The status should show as “Gray Stopped” as shown in the figure below.

Run the command

$ sapcontrol -nr 80 -function Start

The status should show as “GREEN, Running” as shown in the fig below

After starting the webdispatcher instance, check the file SAPSSLS.pse file  generated automatically  or not.

Go to sec folder by typing the command

$ cd $SECUDIR       or   cd /usr/sap/<SID>/W80/sec

$ pwd

the output  of pwd should show the line

“/usr/sap/<SID>/W80/sec

Run the command to display the list of files

$  ls -lrt

as shown in the figure below, SAPSSLS.pse certificate  file was generated automatically by restarting the

webdispatcher instance (make sure environment variable SECUDIR was set to

“/usr/sap/<SID>/W80/sec”

To verify whether certificate was created and added  SSL credential  to SAPSSLS.pse file correctly or not

Execute the command as shown in the fig below

$ sapgenpse  get_my_name  -p /usr/sap/<SID>/W80/sec/SAPSSLS.pse

As shown in the above, Server credential file was added automatically.

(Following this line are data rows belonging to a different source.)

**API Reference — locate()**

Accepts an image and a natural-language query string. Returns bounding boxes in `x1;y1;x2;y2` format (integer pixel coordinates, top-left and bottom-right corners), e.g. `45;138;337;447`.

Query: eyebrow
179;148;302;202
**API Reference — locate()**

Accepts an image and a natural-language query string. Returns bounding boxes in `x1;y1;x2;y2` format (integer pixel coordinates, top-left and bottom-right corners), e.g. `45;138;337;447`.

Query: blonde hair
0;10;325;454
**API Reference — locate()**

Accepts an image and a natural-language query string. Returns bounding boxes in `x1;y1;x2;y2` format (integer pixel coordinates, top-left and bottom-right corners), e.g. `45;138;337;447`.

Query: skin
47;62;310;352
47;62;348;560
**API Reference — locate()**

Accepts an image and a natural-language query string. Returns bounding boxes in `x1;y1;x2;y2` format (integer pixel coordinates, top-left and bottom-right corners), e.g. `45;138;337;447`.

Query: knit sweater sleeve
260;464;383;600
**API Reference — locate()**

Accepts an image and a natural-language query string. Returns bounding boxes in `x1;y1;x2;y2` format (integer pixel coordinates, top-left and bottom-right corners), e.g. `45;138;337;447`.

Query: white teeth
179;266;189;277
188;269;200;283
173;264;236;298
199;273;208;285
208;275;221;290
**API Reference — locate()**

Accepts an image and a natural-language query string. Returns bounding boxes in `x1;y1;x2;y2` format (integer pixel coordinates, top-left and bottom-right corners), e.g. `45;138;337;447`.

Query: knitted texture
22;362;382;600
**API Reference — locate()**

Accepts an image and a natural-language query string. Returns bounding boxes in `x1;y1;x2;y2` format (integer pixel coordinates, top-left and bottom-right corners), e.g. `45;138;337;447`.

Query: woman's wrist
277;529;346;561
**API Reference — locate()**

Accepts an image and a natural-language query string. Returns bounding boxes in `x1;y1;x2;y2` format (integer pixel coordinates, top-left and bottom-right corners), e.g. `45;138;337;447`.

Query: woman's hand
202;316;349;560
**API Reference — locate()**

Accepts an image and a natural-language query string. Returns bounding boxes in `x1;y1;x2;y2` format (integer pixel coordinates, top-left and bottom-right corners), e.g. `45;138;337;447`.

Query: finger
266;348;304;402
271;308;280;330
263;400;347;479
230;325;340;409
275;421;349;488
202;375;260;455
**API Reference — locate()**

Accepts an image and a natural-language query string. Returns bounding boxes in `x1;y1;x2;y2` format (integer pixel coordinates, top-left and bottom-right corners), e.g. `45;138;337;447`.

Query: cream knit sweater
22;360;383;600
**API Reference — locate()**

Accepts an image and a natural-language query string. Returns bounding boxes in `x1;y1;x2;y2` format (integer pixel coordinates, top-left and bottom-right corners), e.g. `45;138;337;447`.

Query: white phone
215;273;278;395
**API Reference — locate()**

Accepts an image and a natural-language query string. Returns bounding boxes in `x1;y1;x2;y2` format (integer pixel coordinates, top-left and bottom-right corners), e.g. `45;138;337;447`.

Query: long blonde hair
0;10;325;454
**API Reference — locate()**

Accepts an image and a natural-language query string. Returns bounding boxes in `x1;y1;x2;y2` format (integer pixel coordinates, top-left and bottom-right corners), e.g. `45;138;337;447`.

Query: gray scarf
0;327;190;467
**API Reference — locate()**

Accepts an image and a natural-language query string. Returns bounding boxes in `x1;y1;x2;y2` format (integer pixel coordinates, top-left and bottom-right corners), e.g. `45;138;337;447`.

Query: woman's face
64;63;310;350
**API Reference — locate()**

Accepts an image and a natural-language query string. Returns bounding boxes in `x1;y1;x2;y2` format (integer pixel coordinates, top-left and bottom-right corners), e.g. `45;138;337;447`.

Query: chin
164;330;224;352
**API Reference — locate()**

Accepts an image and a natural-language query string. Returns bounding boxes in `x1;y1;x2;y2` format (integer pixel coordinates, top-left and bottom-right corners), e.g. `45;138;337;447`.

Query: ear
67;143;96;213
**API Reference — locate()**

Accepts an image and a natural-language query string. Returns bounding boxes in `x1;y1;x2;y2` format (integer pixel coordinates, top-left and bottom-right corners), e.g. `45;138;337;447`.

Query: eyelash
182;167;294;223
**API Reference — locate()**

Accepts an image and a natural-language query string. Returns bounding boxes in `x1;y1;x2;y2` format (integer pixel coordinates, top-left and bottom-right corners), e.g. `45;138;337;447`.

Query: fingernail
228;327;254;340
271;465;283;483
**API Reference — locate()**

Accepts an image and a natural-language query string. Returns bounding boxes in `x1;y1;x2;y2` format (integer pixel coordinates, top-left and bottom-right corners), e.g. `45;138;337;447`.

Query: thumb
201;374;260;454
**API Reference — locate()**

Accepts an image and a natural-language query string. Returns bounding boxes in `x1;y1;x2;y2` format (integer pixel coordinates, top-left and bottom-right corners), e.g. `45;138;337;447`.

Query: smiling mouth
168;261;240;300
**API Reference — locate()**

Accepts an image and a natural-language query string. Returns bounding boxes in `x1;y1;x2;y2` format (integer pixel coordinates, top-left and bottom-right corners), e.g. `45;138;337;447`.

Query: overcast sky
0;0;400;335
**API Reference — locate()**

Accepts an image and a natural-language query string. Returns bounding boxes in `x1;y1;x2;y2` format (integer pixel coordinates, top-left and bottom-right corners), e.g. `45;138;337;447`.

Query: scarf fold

That means certificate file was successfully generated and then added credential file automatically after start instance .

CN= <virtual hostname or hostname.<fqdn> showed correctly.

Test whether the browser is able to display the web dispatcher admin page

Paste the url for  web dispatcher admin in the browser

https://<hostname>:44380/sap/wdisp/admin/public/default.html

where port number = 443xx  for https (xx is the instance number). You can use http port too.

In case if the issue  is not solved in the above procedure, 　You need to generate SAPSSLS.pse  certificate as well as credential file manually  in web dispatcher  i.e. Second Method

This is done using command

sapgenpse  get_pse  <additional_options>  -p <PSE_Name>  -r  <cert_req_file_name>  -x <PIN>  <Distinguished_Name>

URL Link for the procedure to generate SAPSSLS.pse  certificate and add SSL credential to SAPSSLS.pse file manually  in web dispatcher  is

https://blogs.sap.com/2019/03/10/step-to-generate-sapssls.pse-certificate-file-and-add-credential-to-pse-file-for-web-dispatcher-part-2

PS: The above procedure was tested in the SAP kernel version  7.73.